Leaders in end-of-life care recently developed a set of precepts for palliative care:
palliative care refers to the comprehensive management of the physical, – psychological, social, spiritual and existential needs of the patient, in particular those with incurable, progressive illnesses. Palliative care affirms life and regards dying as a natural process that is a profoundly personal experience for the individual and family. The goal of palliative care is to achieve the best possible quality of life through relief of suffering, control of symptoms and restoration of functional capacity while remaining sensitive to personal, cultural and religious values, beliefs and practices
The following two case reports illustrate the acute and chronic nature of palliative care in cancer nursing. They also demonstrate that relationships, trust, and continuity are important, and that a full and “human” assessment of the patient and family is critical if their needs are to be met.
RG is a 45-year-old man who was diagnosed with advanced gastric cancer one month prior to admission to the cancer center. He is divorced, has two adult daughters, three grandchildren, and lives with his fiancée who is 5 months pregnant.
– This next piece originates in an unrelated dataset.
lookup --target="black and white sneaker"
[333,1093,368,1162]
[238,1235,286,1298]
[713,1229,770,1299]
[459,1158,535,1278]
He has a recent history of drug abuse including opioids and crack cocaine, and had been in a methadone maintenance program. On admission to the cancer center he was cachectic, had severe abdominal pain, gross ascites, early satiation, nausea and vomiting, insomnia, fatigue, and general irritability.
RG was not a surgical candidate but was offered chemotherapy, which he accepted. During the 2-week hospital admission he had his ascites drained, a PEG feeding tube inserted, a PORT placed for central venous access, and was started on a parenteral infusion of morphine sulfate for pain.